I usually get asked the question about the difference between granola and muesli, especially from my European friends. The concept of granola is still new to most of them, and when I send them little jars (or in some cases very large jars) filled with my latest granola mix, they are amazed at how the same breakfast concept can be so different.

The difference lies basically in how each is prepared. While both granola and muesli share many similarities, the two are not interchangeable. Besides having different origins, they also have different ingredients and preparing methods.

Muesli was developed by Dr. Bircher-Benner, a Swiss nutritionist towards the end of the nineteenth century. Granola, on the other hand, was developed in the United States, also in the nineteenth century, by Dr. James Caleb Jackson at the Jackson Sanitarium in New York. When it comes to the ingredients, both contain a mixture of grains, like oats or spelt flakes, nuts, and dried fruit. Granola, however, usually has honey and oil, and is toasted in the oven, giving it a crisp texture and sweeter flavor. Muesli relies mostly on the fresh fruit you add for the sweetness.

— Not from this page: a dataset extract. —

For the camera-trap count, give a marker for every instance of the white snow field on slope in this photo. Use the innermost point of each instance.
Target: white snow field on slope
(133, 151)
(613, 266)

While I love muesli, I tend to lean slightly more towards my beloved granola. I love the delicious crispy clumps of oats, seeds and berries all toasted to a wonderful golden color and coated with the sweet glaze of honey or maple syrup. Muesli has no chance against that! (I tend to go through my muesli days too though, when the flakes soak up the milk and the fresh fruit add their subtle and sweet fruity flavors—it does give me the perfect balanced start to my day.)

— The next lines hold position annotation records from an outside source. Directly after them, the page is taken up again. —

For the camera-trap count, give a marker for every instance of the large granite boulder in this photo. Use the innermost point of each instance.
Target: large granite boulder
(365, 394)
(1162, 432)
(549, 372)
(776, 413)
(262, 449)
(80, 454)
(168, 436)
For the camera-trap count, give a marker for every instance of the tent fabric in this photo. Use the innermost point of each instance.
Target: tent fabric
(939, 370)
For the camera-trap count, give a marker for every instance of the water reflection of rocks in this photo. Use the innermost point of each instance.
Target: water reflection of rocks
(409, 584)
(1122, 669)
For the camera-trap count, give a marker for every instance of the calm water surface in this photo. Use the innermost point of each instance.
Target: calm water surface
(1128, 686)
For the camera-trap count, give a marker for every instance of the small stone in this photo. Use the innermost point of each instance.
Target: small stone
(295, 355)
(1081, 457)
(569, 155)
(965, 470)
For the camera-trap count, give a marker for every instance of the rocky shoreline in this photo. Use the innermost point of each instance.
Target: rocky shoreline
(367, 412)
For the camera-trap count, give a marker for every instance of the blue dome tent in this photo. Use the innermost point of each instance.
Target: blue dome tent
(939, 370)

Soeren, my son, has definitely inherited my taste buds for granola. I don’t even come near him with the muesli creations—even the ones with chocolate! So we make lots of granola together, and come up with some very great creations. This one is a recent favorite. I love the nuttiness of spelt and usually use these in muesli and granola. There are cashews, dried cherries and cranberries, sunflower seeds, poppy seeds and the honey gives it the perfect sweetness. The best, however, is the pinch of fleur de sel and the big chunks of dark chocolate flavored with a hint of orange.

Method:

  1. Preheat oven to 160ºC (about 320ºF). Line a baking tray with baking paper.
  1. Heat honey and oil together in a large pan until the mixture begins to boil.
  1. Tip in the spelt flakes, cashew nuts, sunflower seeds, poppy seeds, fleur de sel and cinnamon and stir well until the oats are well coated. Spread out on the baking tray, spreading the mixture out evenly.
  1. Bake for 20-25 minutes, stirring with a spatula, about halfway through.
  1. Remove from the oven and immediately add the berries and chocolate and stir into the mixture. Spread the mixture out on the baking tray again and press down with a spatula and allow to cool. This helps the granola to clump together.
  1. Allow to cool completely, then place in airtight containers. It will last for three weeks if stored in a cool dry place. Serve with yogurt and fresh fruit or use in desserts.